Because Germany remained a collection of independent principalities in competition, German warriors became very skilled. The most renowned German soldiers were the Teutonic Knights, a religious order of warriors inspired by the Crusades. The Teutonic Knights spread Christianity into the Baltic region by conquest but were eventually halted by Alexander Nevsky at the battle on frozen Lake Peipus.
A confrontation between the emperors and the church over investiture of bishops weakened the emperors in both Germany and Italy. During periods of temporary excommunication of the emperor and outright war against Rome, imperial authority lapsed. The local German princes solidified their holdings or fought off the Vikings with no interference or help from the emperor. In Italy, the rising city-states combined to form the Lombard League and refused to recognize the emperor.
Political power in both Germany and Italy shifted from the emperor to the local princes and cities. The ministriales rebelled, taking control of the cities and castles they garrisoned and declaring themselves free. During desperate attempts to regain Italy, more concessions were given to the local princes in Germany. By the middle of the thirteenth century, the Holy Roman Empire existed in name only. The throne remained empty for 20 years. The German princes cared only about their own holdings.
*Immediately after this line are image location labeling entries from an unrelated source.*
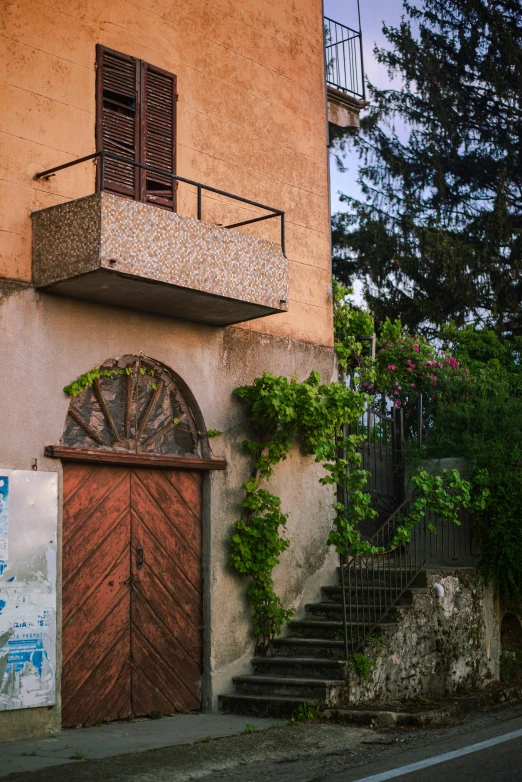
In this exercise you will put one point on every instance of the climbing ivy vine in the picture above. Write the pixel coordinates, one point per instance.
(283, 412)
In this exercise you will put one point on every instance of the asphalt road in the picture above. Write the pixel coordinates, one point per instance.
(322, 753)
(491, 753)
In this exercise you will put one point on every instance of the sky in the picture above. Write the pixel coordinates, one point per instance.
(373, 12)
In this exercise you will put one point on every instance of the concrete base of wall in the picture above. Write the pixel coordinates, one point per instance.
(440, 646)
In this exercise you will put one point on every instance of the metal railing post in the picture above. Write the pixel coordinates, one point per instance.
(102, 172)
(343, 603)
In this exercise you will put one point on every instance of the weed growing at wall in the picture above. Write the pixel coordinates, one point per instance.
(444, 495)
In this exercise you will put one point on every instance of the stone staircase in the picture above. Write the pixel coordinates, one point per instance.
(307, 665)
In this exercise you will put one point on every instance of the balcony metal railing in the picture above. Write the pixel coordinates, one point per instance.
(103, 156)
(344, 57)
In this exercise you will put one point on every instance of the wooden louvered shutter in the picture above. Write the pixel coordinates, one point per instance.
(158, 147)
(117, 122)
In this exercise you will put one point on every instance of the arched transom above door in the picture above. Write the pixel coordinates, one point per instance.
(136, 405)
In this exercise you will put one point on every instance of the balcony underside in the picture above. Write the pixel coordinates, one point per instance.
(111, 250)
(107, 287)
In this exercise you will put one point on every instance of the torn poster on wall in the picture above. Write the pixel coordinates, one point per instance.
(4, 501)
(28, 528)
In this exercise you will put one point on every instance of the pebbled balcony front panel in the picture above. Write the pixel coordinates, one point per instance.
(112, 250)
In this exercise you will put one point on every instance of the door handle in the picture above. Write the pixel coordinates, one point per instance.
(140, 556)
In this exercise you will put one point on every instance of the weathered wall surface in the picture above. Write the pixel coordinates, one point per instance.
(442, 645)
(48, 341)
(251, 120)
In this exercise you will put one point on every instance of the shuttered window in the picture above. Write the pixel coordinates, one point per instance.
(136, 118)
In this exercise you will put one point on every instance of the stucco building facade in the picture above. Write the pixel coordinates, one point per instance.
(145, 278)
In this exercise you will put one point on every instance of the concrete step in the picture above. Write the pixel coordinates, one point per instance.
(372, 592)
(286, 686)
(378, 575)
(334, 611)
(263, 705)
(305, 667)
(325, 629)
(308, 647)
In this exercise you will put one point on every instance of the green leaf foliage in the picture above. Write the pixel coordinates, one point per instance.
(312, 414)
(437, 232)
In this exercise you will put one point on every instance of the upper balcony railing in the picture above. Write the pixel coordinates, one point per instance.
(103, 157)
(344, 58)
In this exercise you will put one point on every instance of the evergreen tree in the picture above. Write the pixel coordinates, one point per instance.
(438, 232)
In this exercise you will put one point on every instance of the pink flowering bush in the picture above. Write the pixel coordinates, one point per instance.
(408, 365)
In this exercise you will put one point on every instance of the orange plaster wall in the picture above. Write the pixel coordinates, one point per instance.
(251, 120)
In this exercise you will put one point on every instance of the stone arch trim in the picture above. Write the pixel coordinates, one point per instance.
(137, 406)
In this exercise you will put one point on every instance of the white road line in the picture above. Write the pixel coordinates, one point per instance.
(399, 772)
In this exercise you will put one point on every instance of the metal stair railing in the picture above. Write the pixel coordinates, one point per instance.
(372, 584)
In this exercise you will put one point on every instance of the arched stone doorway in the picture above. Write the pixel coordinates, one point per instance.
(132, 545)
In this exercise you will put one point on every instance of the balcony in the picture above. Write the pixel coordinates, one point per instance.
(113, 250)
(344, 73)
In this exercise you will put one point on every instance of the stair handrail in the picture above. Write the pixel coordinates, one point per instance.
(371, 584)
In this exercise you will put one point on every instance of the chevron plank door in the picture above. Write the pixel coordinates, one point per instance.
(132, 609)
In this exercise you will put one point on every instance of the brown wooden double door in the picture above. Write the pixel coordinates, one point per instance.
(132, 608)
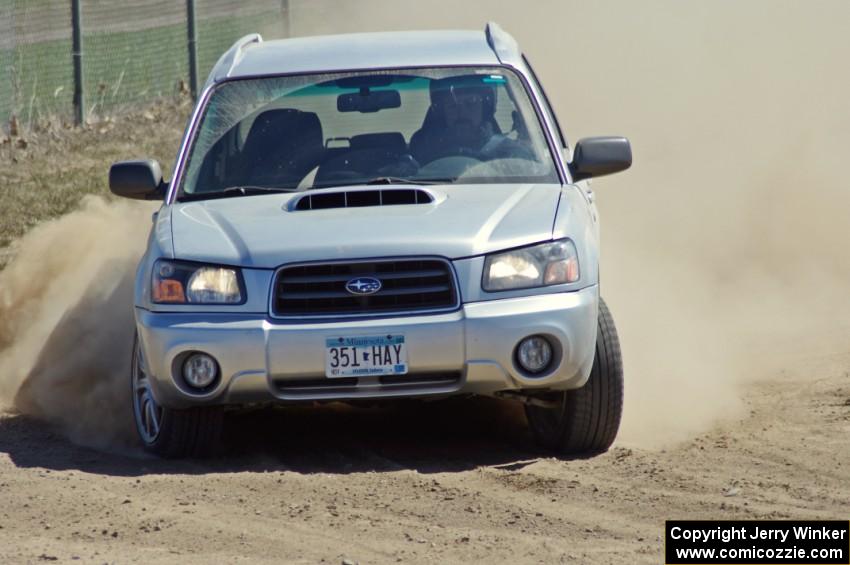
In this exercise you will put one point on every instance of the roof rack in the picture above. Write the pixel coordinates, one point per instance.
(232, 56)
(503, 45)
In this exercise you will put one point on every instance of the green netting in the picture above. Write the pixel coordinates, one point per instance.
(132, 52)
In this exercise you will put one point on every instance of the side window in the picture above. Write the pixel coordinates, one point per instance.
(547, 108)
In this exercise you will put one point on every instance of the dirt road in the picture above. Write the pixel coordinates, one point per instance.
(440, 483)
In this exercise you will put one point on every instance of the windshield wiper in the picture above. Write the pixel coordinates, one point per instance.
(231, 191)
(402, 180)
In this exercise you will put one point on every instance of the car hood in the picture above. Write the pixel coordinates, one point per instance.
(265, 232)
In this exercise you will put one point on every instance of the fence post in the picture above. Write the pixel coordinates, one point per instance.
(193, 48)
(287, 18)
(77, 50)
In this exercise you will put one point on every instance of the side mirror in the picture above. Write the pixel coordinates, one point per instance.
(597, 156)
(140, 180)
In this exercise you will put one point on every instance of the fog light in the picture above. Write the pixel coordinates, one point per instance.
(200, 370)
(534, 354)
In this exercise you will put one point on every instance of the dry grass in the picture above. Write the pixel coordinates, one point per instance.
(46, 172)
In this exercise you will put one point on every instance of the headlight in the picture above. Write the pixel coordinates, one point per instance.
(538, 265)
(175, 282)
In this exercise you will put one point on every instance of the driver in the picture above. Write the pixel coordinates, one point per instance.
(460, 122)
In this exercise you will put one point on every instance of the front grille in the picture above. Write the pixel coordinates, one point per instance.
(407, 285)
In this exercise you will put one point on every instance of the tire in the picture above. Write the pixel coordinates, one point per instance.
(165, 432)
(586, 420)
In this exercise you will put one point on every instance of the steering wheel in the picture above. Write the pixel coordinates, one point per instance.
(452, 166)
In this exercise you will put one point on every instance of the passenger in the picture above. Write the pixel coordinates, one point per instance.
(461, 122)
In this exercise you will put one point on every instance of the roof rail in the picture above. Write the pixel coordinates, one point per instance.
(232, 56)
(503, 45)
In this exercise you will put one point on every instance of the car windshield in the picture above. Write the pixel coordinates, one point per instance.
(458, 125)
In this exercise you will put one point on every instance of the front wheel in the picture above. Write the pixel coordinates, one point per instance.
(167, 432)
(586, 420)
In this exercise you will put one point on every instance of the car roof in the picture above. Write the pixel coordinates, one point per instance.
(251, 56)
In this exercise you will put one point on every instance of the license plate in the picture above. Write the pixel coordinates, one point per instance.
(364, 356)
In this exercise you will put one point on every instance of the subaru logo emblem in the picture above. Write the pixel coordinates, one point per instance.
(363, 286)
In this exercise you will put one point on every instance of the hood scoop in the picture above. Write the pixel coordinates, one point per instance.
(361, 198)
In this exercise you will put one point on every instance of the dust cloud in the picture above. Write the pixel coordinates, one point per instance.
(724, 247)
(66, 320)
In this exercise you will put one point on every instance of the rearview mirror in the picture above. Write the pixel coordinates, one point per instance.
(140, 180)
(597, 156)
(368, 101)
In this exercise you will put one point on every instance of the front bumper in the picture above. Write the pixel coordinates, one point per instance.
(470, 351)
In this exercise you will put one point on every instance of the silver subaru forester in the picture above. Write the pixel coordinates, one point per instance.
(374, 216)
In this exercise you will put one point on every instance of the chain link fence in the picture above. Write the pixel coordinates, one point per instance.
(131, 51)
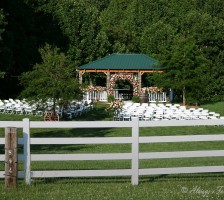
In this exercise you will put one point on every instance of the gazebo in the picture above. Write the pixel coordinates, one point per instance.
(128, 67)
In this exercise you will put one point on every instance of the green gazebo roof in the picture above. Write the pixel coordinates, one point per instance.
(118, 61)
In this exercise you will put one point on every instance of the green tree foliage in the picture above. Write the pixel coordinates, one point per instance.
(2, 24)
(184, 69)
(53, 78)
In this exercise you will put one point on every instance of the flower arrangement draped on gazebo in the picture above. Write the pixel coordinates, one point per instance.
(123, 76)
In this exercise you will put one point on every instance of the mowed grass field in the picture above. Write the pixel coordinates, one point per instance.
(182, 186)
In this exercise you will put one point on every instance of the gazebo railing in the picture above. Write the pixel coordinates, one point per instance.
(95, 96)
(102, 96)
(157, 97)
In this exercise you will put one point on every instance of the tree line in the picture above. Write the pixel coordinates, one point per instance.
(186, 36)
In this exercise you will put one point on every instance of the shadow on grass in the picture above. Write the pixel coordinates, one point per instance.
(127, 179)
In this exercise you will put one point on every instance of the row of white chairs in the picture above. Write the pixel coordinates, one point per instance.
(19, 107)
(154, 111)
(76, 108)
(24, 107)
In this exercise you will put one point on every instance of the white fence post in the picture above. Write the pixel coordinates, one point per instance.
(135, 151)
(26, 146)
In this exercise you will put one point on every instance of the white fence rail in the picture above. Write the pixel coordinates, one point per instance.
(134, 155)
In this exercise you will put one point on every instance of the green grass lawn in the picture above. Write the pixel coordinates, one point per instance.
(183, 186)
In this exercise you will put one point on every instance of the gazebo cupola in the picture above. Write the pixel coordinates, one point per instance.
(118, 66)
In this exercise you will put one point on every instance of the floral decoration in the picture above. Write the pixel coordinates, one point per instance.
(115, 105)
(123, 76)
(151, 90)
(95, 88)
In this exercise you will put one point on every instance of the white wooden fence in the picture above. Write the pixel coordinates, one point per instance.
(134, 155)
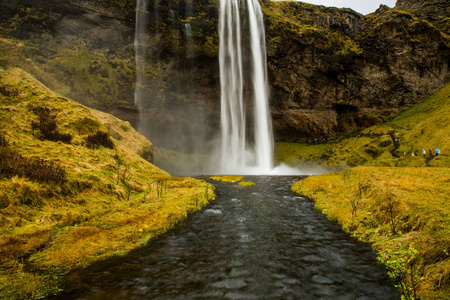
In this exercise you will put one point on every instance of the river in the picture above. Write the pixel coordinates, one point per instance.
(261, 242)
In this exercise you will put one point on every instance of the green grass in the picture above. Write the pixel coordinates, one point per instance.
(396, 202)
(424, 126)
(113, 199)
(403, 212)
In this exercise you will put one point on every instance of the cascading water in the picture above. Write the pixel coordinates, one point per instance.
(238, 155)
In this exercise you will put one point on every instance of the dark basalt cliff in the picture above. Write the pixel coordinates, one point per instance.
(330, 70)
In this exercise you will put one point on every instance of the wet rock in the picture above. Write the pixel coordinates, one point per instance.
(230, 284)
(322, 279)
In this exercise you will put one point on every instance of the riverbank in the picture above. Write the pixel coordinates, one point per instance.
(72, 191)
(403, 212)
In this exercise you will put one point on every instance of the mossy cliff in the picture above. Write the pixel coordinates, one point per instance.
(331, 70)
(423, 127)
(73, 189)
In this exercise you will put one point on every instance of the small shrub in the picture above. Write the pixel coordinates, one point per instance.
(47, 126)
(100, 138)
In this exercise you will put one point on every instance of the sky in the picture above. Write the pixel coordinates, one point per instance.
(362, 6)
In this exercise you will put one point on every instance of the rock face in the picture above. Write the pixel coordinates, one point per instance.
(349, 70)
(331, 70)
(435, 11)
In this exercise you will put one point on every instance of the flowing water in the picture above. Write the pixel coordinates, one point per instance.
(261, 242)
(238, 152)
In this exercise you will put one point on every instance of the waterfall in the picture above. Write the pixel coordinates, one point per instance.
(239, 155)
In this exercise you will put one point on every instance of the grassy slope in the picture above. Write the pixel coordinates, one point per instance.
(424, 126)
(403, 208)
(104, 209)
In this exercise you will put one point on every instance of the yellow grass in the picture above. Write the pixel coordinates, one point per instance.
(227, 178)
(420, 213)
(112, 202)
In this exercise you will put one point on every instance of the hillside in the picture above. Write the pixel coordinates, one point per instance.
(424, 126)
(71, 191)
(397, 202)
(331, 71)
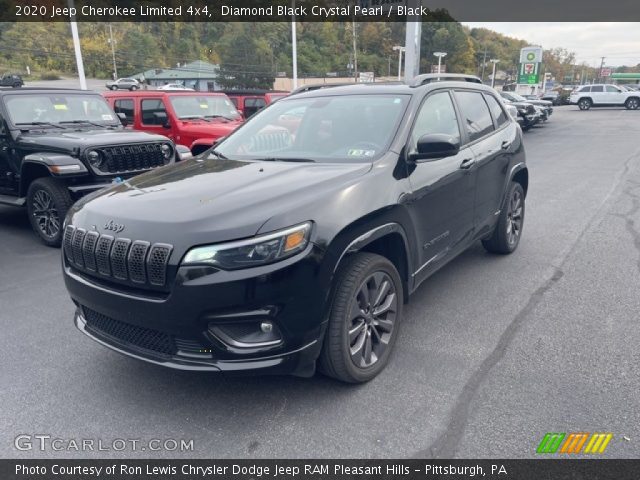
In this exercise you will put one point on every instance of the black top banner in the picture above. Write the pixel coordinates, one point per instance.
(317, 10)
(589, 469)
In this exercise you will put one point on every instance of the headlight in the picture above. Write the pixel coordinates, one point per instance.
(167, 151)
(95, 159)
(253, 252)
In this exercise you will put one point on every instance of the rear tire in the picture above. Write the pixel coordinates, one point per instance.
(632, 103)
(584, 103)
(364, 318)
(506, 236)
(48, 202)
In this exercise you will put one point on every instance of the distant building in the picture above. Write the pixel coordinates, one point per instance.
(198, 75)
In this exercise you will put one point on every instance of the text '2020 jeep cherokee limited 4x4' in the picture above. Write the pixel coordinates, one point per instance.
(56, 145)
(296, 244)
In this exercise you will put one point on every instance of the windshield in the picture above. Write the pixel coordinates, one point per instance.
(204, 106)
(340, 128)
(59, 108)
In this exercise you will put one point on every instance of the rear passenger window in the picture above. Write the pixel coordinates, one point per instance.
(496, 110)
(475, 114)
(149, 108)
(124, 106)
(436, 115)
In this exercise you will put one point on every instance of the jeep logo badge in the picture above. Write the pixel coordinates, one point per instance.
(113, 226)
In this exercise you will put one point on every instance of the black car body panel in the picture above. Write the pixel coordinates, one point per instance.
(421, 213)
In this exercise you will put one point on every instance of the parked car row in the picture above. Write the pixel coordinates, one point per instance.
(530, 112)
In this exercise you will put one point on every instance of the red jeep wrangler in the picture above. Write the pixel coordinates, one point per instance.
(196, 120)
(249, 102)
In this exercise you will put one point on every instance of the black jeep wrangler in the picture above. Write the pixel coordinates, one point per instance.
(298, 239)
(56, 145)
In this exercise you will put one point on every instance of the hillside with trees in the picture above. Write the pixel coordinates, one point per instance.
(252, 54)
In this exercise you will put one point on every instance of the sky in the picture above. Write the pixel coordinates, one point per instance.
(618, 42)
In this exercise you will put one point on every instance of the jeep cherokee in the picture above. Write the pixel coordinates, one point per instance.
(56, 145)
(281, 249)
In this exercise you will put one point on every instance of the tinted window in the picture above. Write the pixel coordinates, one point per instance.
(475, 114)
(149, 108)
(436, 115)
(496, 110)
(124, 106)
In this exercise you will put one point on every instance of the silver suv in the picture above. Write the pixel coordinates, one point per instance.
(603, 95)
The Italian city-states did not want a German ruler and were strong enough to defend themselves.
Future emperors in the Middle Ages were elected by the German princes but they ruled in name only, controlling little more than their own family estates. Germany remained a minor power in Europe for centuries to come.
The Teutons' civilization icon is based on the Reichsadler of Henry VII and Louis IV in the 12th century.
The user interface image in the Definitive Edition displays a globus cruciger, the Imperial Orb of the Holy Roman Empire called Reichsapfel, part of the Imperial Regalia.
Like the Saracens generally representing the Islamic factions (before the introduction of the Berbers), the Teutons, alongside the Franks, generally represent the Christian factions.
Their unique unit, the Teutonic Knight, was a group of soldiers of the Teutonic Order, who participated in the Northern Crusades against many pagan nations of the Baltic Sea. They later fought other Christian nations as well, particularly Poland.
Except for Native American civilizations, the Teutons are the only civilization in Age of Empires II that do not have access to Light Cavalry.
In The Age of Kings, the Teutons get all three of the rarest upgrades (the Siege Onager, Paladin, and Bombard Tower). They are still the only civilization to get all three.
In the Definitive Edition, the Teutons have the largest number of civilization bonuses, with 6.
The Teutons and the Goths are the first civilizations with the same language lines.
The Byzantines and the Teutons are the only "defensive" civilizations in The Age Of Kings.
The Teutons and Franks are the only two civilizations that have access to Paladin, but not Hussar.
The Teutons are mostly antagonist for the Eastern European campaigns.
Before the buffs introduced in updates 35584 and 36906, the Teutons were one of the most underplayed civilizations, mostly on open maps like Arabia, due to their very limited military options. Their cavalry lacks mobility due to the absence of Husbandry and the Teutonic Knight is also slow. The extra melee armor for both Barracks and Stable units allowed them to gain a strong identity as the slow civilization with focus on melee combat, thus giving more reasons to be picked on open maps, while also setting them as among the strongest for closed maps like Arena and Black Forest.